Field Signs Of Adequate Nutrition
When I go to Bee Researching Funding Meetings, I keep getting these beekeepers, Commercial beekeepers that have read about vitellogenin and how important it is in Colony Health. And if you want to see how healthy colonies, you just take the bees and grind them up, and measure them out the amount of vitellogenin. And say, Oh, man, they’re loaded with vitellogenin. You better give them some protein, they will be healthier. They say, Wow, we need a test. Man, we need like one of those pregnancy test kits. So, you know, we can crush the bees in a Ziploc bag, and stick the thing in there, and come out, and see whether you have a pink line or a blue line, or whatever. And I said, What are you guys talking about? Let’s go out and pull a frame out of your hive. You don’t need any fancy test, there’s a few ways of telling. Number one , if you’ve got lots of pollen coming in, and it’s mixed colors. If it’s all coming in the same color, it may be deficient. If there’s mixed colors, the bees are probably okay. If they’re wearing Drone Brood, that the first [1st] thing the bees sacrifice. If they are protein deficient, they eat the drone brood and they’ll stop rearing drone brood. If they’re wearing drone brood, there’s no nutritional deficiency there, Nutritional Abundance.
Band Of Pollen
If you’ve got the banded beebread and it’s different colors, that’s generally a good indicator. Honey = Critical Interface – Brood.
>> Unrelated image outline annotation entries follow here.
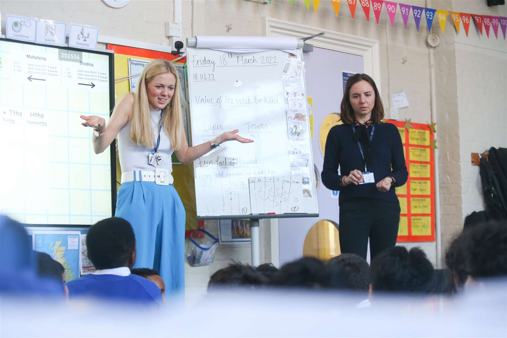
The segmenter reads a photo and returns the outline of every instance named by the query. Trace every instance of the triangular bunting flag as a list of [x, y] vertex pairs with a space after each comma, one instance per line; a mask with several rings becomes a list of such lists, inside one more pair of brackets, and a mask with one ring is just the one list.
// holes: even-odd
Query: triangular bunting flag
[[477, 14], [472, 14], [472, 16], [474, 17], [474, 20], [475, 20], [476, 24], [477, 25], [479, 31], [481, 32], [481, 35], [482, 35], [482, 16], [478, 15]]
[[338, 16], [338, 13], [340, 13], [340, 5], [341, 5], [342, 0], [331, 0], [331, 3], [333, 4], [333, 7], [335, 9], [336, 16]]
[[389, 15], [389, 21], [391, 21], [391, 27], [394, 25], [394, 17], [396, 16], [396, 8], [397, 3], [391, 3], [390, 1], [384, 1], [385, 9], [387, 10], [387, 15]]
[[367, 21], [370, 21], [370, 0], [359, 0], [361, 7], [363, 7], [363, 11], [366, 16]]
[[502, 28], [502, 33], [503, 34], [503, 40], [505, 40], [505, 31], [507, 31], [507, 18], [505, 17], [500, 17], [500, 27]]
[[459, 13], [457, 12], [449, 12], [451, 15], [451, 18], [452, 22], [454, 23], [454, 27], [456, 27], [456, 32], [459, 33]]
[[312, 0], [313, 2], [313, 11], [317, 12], [317, 8], [318, 7], [319, 3], [320, 0]]
[[491, 26], [491, 17], [489, 15], [482, 16], [482, 24], [486, 30], [486, 35], [489, 39], [489, 27]]
[[412, 6], [412, 14], [414, 14], [414, 21], [415, 21], [415, 27], [419, 31], [419, 25], [421, 23], [421, 18], [422, 17], [422, 7]]
[[461, 18], [461, 22], [463, 22], [463, 27], [465, 28], [465, 33], [466, 36], [468, 36], [468, 27], [470, 27], [470, 14], [467, 13], [459, 13], [459, 17]]
[[442, 10], [437, 10], [437, 17], [440, 24], [440, 29], [442, 30], [442, 34], [445, 30], [445, 23], [447, 22], [447, 11]]
[[497, 16], [491, 17], [491, 27], [493, 27], [493, 31], [495, 32], [495, 37], [498, 38], [498, 23], [500, 21], [500, 18]]
[[355, 14], [355, 7], [357, 5], [357, 1], [359, 0], [347, 0], [349, 4], [349, 9], [350, 10], [350, 14], [352, 18], [354, 18], [354, 15]]
[[433, 24], [433, 19], [435, 18], [435, 13], [437, 10], [432, 8], [424, 8], [424, 13], [426, 15], [426, 22], [428, 24], [428, 32], [431, 32], [431, 25]]
[[380, 11], [382, 10], [382, 4], [384, 0], [372, 0], [372, 6], [373, 6], [373, 13], [375, 15], [375, 20], [377, 24], [379, 24], [379, 19], [380, 18]]
[[410, 14], [411, 7], [410, 5], [400, 4], [400, 10], [402, 11], [402, 18], [403, 19], [403, 25], [405, 26], [405, 29], [407, 29], [407, 24], [409, 21], [409, 14]]

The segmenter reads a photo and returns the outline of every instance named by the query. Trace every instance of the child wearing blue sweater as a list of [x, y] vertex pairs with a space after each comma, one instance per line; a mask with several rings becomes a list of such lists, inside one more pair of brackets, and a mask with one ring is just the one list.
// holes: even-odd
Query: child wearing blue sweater
[[132, 226], [118, 217], [92, 226], [86, 236], [88, 257], [97, 271], [66, 284], [69, 297], [93, 297], [104, 301], [163, 304], [160, 290], [151, 281], [130, 274], [135, 262]]

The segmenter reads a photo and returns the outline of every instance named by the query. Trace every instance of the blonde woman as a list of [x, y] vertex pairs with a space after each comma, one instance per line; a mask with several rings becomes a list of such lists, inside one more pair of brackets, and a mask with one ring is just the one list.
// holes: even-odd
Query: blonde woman
[[82, 124], [94, 129], [96, 154], [118, 136], [122, 184], [116, 216], [129, 221], [134, 229], [135, 267], [158, 271], [169, 292], [182, 291], [184, 286], [185, 224], [185, 210], [172, 184], [171, 155], [174, 152], [182, 163], [187, 164], [227, 141], [253, 142], [235, 130], [189, 147], [177, 79], [169, 61], [154, 60], [141, 73], [135, 93], [121, 99], [107, 125], [98, 116], [81, 116]]

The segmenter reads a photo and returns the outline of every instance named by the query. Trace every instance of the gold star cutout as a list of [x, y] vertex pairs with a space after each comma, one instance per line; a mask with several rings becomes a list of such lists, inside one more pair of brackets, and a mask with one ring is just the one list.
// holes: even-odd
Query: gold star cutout
[[409, 133], [410, 132], [410, 129], [412, 128], [414, 128], [413, 127], [412, 127], [412, 125], [410, 124], [411, 121], [412, 121], [412, 119], [409, 119], [408, 120], [405, 119], [405, 125], [403, 126], [403, 128], [407, 128], [407, 131], [408, 131]]
[[429, 146], [433, 148], [433, 150], [436, 149], [438, 149], [439, 147], [437, 146], [437, 140], [433, 140], [429, 142]]
[[437, 122], [433, 122], [433, 121], [431, 121], [431, 123], [428, 124], [428, 127], [433, 131], [433, 133], [437, 132], [437, 128], [436, 127], [436, 125]]

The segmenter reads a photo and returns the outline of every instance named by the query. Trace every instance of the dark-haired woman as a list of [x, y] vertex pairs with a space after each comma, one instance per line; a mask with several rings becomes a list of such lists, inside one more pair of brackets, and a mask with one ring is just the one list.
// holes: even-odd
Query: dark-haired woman
[[340, 191], [341, 252], [366, 259], [369, 238], [373, 259], [396, 244], [400, 208], [394, 187], [408, 176], [403, 146], [396, 126], [382, 123], [384, 107], [366, 74], [349, 79], [341, 108], [343, 124], [328, 135], [322, 181]]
But the main thing to do is to look back at this interface right here. And look at the amount of “jelly” they’re feeding to the larvae. A really well fed colony will just float every larvae in a big pool of “jelly”. The moment they start going into Protein Deficiency, they’ll start cutting back on that “jelly”. So, here’s some Larvae with plenty of “jelly”. Here’s larvae just tiny dab of “jelly” underneath each one. Enough to keep them alive, but no excess “jelly” at all. That’s your littness [SP] paper right there. It’s real easy to see. It’s not black or white. It’s a gray dation, you can look at how much they’re cutting back.
Here’s larvae swimming in “jelly”. Look, I mean, look at how that “jelly” is. This colony, and we go out to our yards, the first [1st] person out of the truck fires a smoker. While we’re untying the roof, they go to a hive, and they pull out a frame out of the Brood Nest, and we’re waiting to say. It’s looking wet and it’s getting a little dry. That’s what we want to hear. That tells us whether that colony, that yard needs to be fed protein or – or not.
Here’s Dry Brood just sitting, pretty much dry in the bottom of the cells.
Wet Brood Equals Good Nutrition. Wet Brood lots of white “jelly”. Dry Brood very little “jelly” around the larvae. Everybody clear on this?